Re 1: I like Matt Ranney's take on it, where he says microservices are a form of technical debt – they let you deploy faster and more independently in exchange for an overall more complex codebase.

This makes it clear when you might want microservices: you're going through a period of hypergrowth and deployment is a bigger bottleneck than code. This made sense for DoorDash during covid, but that's a very unusual circumstance

eternityforest

I don't want microservices, I think what I really want is self contained WebAssembly modules!

kaladin-jasnah

What's the performance trade-off of something like this over containerization? I have heard of an operating system that runs WASM (https://github.com/JonasKruckenberg/k23).

ethanwillis

highly depends on the wasm runtime we're running things on. I haven't seen any good recent benchmarks (as in the past few years). But, if I remember right wasmer is putting together some and trying to automate the results for them.

rao-v

Unironically this

vb-8448

in my opinion "you need microservices" peaked around 2018-2019 ... does nowadays someone think that, apart from when you reach certain limits and specific contexts, they are a good idea?

dzonga

microservices were an effect of the ZIRP era. you literally have places like Monzo bragging that they've 3 microservices for each engineer.

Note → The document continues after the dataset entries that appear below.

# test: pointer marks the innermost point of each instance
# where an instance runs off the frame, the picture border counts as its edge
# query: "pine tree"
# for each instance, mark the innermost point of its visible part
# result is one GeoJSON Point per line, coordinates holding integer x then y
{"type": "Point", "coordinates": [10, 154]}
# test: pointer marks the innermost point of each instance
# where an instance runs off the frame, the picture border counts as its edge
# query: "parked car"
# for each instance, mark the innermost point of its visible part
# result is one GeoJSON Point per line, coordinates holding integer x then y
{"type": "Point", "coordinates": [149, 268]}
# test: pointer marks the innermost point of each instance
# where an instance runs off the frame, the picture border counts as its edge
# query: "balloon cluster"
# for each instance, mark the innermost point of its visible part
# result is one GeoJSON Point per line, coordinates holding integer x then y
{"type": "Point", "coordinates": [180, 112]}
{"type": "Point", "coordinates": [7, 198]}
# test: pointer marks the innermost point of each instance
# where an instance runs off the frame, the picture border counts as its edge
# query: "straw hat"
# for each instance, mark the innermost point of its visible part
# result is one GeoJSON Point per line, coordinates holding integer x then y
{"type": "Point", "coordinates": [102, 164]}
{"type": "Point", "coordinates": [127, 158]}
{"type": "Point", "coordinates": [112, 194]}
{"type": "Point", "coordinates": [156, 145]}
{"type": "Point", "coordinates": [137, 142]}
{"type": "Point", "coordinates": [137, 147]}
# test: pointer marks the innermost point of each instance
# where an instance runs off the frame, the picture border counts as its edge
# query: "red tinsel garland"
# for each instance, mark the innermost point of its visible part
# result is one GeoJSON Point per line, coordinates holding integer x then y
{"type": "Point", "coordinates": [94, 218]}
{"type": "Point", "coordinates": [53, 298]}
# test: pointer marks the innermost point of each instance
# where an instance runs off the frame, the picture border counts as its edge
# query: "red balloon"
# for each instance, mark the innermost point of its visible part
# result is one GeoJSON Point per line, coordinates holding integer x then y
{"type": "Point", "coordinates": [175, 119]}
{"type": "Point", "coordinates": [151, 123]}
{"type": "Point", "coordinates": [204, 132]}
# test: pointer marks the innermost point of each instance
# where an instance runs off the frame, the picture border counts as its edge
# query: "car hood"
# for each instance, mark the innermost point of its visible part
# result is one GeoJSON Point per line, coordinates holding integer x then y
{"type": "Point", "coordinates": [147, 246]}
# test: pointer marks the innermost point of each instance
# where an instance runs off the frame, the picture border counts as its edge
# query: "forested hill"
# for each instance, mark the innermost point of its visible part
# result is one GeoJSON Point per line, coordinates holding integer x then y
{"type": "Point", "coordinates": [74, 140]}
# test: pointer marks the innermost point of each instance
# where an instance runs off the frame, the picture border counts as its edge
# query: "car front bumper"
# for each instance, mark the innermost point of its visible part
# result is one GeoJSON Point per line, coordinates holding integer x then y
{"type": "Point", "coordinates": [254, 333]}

3 tier architecture proves time and time again to be robust for most workloads.

LaurensBER

1 micro-service per pizza sized team seems to work pretty well.

Put it into a monorepo so the other teams have visibility in what is going on and can create PRs if needed.

LtWorf

Uh? You eat less than a pizza per person?

SiempreViernes

To be fair pizzas are quite easy to scale from small kid sizes up to enough for several persons.

But it is a bit sad that the poster apparently never bought a pizza just for themselves.